THE SEARCHER BY ROSS WILSON – CS LEWIS SQUARE IN BELFAST
This sculpture by Northern Irish artist Ross Wilson is an inspired creation based on the character of Digory Kirke, who, in the Narnia story, ‘The Magician’s Nephew,’ features a wardrobe made from a beautiful apple tree which has special properties. It is through this magical wardrobe that the Pevensie children, Peter, Susan, Edmund and Lucy, enter Narnia and meet the talking animals and mythological creatures that populate that snowbound world. Modelled on CS Lewis as he was in 1919, the sculpture seeks in the words of the artist, to capture the “great ideas of sacrifice, redemption, victory, and freedom for the sons of Adam and the daughters of Eve” that lie at the heart of the ‘Chronicles of Narnia®.’
CS Lewis Square is located at the intersection of the Connswater and Comber Greenways, beside the EastSide Visitor Centre. The square features seven bronze sculptures from ‘The Lion, The Witch and The Wardrobe’, including Aslan, The White Witch, Mr Tumnus, The Beavers, The Robin and The Stone Table, it is an interesting display of public art.

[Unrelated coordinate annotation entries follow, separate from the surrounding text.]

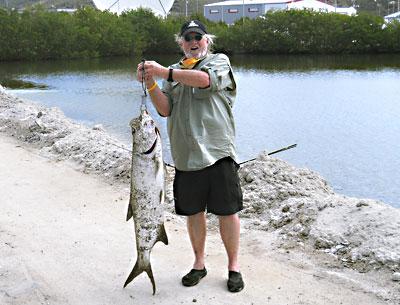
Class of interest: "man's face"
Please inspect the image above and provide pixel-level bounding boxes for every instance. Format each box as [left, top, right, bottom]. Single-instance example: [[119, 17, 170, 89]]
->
[[182, 32, 208, 58]]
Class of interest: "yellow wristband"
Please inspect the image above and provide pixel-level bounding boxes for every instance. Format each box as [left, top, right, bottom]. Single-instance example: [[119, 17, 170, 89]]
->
[[147, 82, 157, 92]]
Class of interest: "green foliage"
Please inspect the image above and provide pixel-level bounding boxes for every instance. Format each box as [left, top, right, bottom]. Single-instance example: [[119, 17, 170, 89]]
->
[[0, 7, 400, 61]]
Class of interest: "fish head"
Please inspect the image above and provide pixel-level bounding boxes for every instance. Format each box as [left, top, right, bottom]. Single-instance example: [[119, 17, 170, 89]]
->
[[130, 110, 159, 153]]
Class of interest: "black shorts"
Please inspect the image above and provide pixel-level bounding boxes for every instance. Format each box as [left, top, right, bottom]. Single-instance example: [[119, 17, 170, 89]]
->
[[174, 157, 243, 216]]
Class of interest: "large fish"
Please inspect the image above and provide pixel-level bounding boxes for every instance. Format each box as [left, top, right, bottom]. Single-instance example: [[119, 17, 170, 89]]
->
[[124, 109, 168, 294]]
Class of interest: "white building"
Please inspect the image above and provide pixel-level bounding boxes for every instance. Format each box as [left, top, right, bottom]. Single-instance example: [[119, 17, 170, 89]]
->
[[288, 0, 357, 16], [204, 0, 357, 24]]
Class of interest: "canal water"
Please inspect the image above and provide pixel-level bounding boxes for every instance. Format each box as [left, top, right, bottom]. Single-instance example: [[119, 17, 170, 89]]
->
[[0, 55, 400, 207]]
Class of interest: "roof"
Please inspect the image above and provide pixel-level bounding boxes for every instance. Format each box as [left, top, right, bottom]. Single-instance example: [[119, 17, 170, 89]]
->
[[204, 0, 292, 6]]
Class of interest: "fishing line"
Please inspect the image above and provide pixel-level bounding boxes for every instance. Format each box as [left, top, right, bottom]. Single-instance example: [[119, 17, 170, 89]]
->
[[140, 58, 147, 112]]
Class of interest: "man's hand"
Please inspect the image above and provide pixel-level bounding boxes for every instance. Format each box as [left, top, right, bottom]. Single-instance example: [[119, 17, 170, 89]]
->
[[137, 60, 169, 84]]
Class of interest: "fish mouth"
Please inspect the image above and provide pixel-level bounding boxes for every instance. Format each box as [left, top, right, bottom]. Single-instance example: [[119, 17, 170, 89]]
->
[[142, 127, 160, 155]]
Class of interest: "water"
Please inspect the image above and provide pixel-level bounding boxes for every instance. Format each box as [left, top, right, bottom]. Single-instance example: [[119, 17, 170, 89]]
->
[[0, 55, 400, 207]]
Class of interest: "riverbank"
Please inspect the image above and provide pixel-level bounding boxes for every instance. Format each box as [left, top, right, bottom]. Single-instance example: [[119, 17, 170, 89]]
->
[[0, 86, 400, 305]]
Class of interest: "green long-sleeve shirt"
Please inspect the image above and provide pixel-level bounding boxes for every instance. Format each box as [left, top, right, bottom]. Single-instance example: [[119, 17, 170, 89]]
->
[[162, 54, 237, 171]]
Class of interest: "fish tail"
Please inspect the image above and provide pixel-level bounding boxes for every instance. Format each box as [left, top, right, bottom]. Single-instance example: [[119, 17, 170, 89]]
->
[[156, 224, 168, 245], [124, 256, 156, 295]]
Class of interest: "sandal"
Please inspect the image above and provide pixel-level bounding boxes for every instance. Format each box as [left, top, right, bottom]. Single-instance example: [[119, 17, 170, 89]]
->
[[228, 271, 244, 292], [182, 267, 207, 287]]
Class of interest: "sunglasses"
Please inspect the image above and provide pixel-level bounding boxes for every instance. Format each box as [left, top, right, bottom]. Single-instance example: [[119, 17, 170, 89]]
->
[[184, 34, 203, 42]]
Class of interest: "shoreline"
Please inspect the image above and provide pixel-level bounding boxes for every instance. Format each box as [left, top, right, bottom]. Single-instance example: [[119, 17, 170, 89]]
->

Lewis wrote more than 30 books which have been translated into more than 30 languages and have sold millions of copies. The books that make up The Chronicles of Narnia have sold the most and have been popularised on stage, TV, radio, and cinema. His philosophical writings are widely cited by Christian apologists from many denominations.
The Lion, the Witch and the Wardrobe is a fantasy novel for children by C. S. Lewis, published by Geoffrey Bles in 1950. It is the first published and best known of seven novels in The Chronicles of Narnia (1950–1956). Among all the author’s books, it is also the most widely held in libraries. Although it was originally the first of The Chronicles of Narnia, it is volume two in recent editions that are sequenced by the stories’ chronology. Like the other Chronicles, it was illustrated by Pauline Baynes, and her work has been retained in many later editions.
Most of the novel is set in Narnia, a land of talking animals and mythical creatures that is ruled by the evil White Witch. In the frame story, four English children are relocated to a large, old country house following a wartime evacuation. The youngest, Lucy, visits Narnia three times via the magic of a wardrobe in a spare room. Lucy’s three siblings are with her on her third visit to Narnia. In Narnia, the siblings seem fit to fulfill an old prophecy and find themselves adventuring to save Narnia and their own lives. The lion Aslan gives his life to save one of the children; he later rises from the dead, vanquishes the White Witch, and crowns the children Kings and Queens of Narnia.
Lewis wrote the book for (and dedicated it to) his goddaughter, Lucy Barfield. She was the daughter of Owen Barfield, Lewis’s friend, teacher, adviser and trustee. In 2003, The Lion, the Witch and the Wardrobe was ranked ninth on the BBC’s The Big Read poll. Time magazine included the novel in its list of the 100 Best Young-Adult Books of All Time, as well as its list of the 100 best English-language novels published since 1923.